After that, I often structure the customer journey by building a story, a visual representation of the  chronological steps.
Finally, I use the CGAR framework to structure painpoints by christalizing: Context, Goals, Activities, and Roadblocks. Context is the environment users are in. Goals are users’ personal objectives in that context. Activities are what users do to reach their goals. Roadblocks prevent activities from happening.
Creating design objectives
Now that we have a clear understanding of the people, their problems, and their journey, it is time to create quantifiable design goals.
For this, I like to use the Lean UX methodology and build design objectives using the following framework.
“We will achieve [business outcome] if [persona] can achieve [user outcome] with [feature]
Summary
Here, I execute the design objectives by following a design process from product requirements to high fidelity prototyping.
SOME USEFUL TOOLS
Whimsical
Figma
Sketch
Adobe Xd
Principle
Webflow
Zeplin
Main User involvement
For product requirements, we use exercises like affinity analysis and card sorting. Then, both moderated and unmoderated testing is done at low and high fidelity level.
Product requirements
This step is about working on the functional and system level of the product, its non visual aspect.

I start by listing features on a document to lay down the main functions that I feel are necessary for the product to work.

Then, I dissect features with user flows that show both user and non-user actions in order to dig deeper into the usability, and the complexity of implementation and operation.
After this, I work on the taxonomy to create a coherent product/information  categorization for their persona.

After that, I think about the navigation to create a coherent world where users feel safe and free.

Finally, I use blockframing to visualize the work and communicate it with the different stakeholders.
Low Fidelity
Time to work on the visual representation of the product.
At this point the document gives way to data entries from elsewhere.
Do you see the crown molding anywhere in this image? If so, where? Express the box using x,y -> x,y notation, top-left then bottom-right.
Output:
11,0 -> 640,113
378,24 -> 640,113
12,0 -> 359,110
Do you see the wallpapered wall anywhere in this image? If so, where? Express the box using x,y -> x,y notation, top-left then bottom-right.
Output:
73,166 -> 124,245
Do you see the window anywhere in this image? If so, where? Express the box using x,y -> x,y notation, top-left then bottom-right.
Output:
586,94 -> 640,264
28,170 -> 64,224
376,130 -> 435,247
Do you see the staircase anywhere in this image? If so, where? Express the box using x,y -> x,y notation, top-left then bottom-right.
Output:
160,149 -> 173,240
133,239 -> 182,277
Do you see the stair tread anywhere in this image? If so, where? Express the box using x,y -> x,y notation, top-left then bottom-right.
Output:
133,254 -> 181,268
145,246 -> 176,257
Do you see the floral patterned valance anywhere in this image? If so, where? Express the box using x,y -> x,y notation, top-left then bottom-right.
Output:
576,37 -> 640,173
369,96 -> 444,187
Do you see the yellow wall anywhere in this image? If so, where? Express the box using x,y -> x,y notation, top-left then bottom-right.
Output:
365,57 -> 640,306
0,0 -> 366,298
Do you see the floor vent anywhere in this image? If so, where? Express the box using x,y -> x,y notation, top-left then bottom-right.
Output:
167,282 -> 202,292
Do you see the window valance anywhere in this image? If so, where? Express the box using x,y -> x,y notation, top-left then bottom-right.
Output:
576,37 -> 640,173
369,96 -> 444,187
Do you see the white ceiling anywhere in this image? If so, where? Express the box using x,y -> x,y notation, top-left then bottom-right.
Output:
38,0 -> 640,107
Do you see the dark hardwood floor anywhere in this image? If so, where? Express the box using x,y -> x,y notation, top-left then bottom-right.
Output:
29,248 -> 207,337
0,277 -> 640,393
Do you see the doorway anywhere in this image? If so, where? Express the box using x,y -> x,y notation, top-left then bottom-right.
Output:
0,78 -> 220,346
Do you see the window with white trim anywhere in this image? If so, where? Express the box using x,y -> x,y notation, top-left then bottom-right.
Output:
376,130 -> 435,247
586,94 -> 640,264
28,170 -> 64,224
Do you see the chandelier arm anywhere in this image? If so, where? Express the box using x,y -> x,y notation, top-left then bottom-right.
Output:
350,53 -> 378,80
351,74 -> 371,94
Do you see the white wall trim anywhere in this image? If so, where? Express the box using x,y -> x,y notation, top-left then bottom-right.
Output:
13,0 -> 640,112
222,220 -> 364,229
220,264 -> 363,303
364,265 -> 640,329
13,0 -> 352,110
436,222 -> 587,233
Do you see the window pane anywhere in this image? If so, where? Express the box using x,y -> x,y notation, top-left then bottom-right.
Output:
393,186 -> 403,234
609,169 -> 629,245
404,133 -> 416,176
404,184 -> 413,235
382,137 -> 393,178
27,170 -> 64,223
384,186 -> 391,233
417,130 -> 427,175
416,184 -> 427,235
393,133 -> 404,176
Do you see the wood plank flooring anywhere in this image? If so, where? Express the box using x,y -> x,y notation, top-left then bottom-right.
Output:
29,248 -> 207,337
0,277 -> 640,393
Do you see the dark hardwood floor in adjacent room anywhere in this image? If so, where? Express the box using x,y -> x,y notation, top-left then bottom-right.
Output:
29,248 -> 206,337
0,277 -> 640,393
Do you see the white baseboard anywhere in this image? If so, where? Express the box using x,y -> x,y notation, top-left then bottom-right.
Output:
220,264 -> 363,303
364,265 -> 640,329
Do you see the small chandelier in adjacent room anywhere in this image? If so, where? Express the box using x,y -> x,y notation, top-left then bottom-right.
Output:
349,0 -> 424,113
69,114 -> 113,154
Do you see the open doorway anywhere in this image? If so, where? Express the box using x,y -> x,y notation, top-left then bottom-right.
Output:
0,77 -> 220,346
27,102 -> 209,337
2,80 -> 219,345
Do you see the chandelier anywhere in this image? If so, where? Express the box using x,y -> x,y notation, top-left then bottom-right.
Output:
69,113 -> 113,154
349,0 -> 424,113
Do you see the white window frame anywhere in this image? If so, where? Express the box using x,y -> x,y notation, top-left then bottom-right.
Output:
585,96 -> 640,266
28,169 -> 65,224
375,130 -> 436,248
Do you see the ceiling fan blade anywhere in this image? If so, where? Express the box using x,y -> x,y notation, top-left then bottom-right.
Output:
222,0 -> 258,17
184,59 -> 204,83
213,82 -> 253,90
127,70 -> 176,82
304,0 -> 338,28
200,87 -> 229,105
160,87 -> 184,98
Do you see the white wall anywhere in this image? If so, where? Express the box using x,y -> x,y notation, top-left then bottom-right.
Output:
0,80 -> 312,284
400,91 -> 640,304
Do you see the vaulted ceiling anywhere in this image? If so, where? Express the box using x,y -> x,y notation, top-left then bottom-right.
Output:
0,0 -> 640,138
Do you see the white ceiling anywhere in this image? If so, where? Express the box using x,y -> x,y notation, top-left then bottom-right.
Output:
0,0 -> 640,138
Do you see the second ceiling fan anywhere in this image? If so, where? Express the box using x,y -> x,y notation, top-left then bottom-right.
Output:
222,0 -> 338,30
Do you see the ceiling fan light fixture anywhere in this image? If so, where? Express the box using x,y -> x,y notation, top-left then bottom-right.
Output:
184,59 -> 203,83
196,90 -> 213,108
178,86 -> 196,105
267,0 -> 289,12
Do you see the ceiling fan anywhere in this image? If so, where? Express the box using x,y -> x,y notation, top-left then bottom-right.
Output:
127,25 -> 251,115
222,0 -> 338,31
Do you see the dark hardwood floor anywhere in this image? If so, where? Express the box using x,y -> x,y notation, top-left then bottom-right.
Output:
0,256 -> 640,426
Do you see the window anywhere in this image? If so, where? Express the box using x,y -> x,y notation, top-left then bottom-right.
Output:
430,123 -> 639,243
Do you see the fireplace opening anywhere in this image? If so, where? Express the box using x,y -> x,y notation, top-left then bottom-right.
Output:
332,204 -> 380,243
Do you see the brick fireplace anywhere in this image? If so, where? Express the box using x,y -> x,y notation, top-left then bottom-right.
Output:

I always like to start by doing some UX-UI research and ask myself: what existing experiences and elements could be useful here?
Then, I wireframe the product to work on its information and action hierarchy. What do we want users to see and do? vs. What do users actually want to see and do?

I find it useful to prototype at this level of fidelity. It helps me feel the main interactions and features early on.
Identity
Now we focus on the who is behind the product by creating a visual and verbal identity.

And now that Wireframes have revealed recurring UI elements, building or using a design system to deploy this brand at scale can bring visual consistency and increase high-fidelity efficiency.
High Fidelity
This stage is about iteratively applying the UI Kit to the wireframes, testing the changes through prototyping, and modifying either the UI kit or the interface thanks to the latest learning.
Here, I find that efficiency strongly depends on how well a design software is used (names, groups, symbols, styles...).
Shipping work
Now that the product is designed and we have validated that it will positively affect users’ experience, it is time to deliver the work to the development team.

With performance in mind, I start by creating an assets directory, organized by features or pages.
Tools like Figma take care of documenting interface level information (fonts, colours, dimensions). To document responsiveness, I use the “breakpoint-extremes method” (I design the smallest and widest display for each breakpoint), combined with written instructions if necessary. Finally, to document interactions, I use dedicated animation or prototyping software.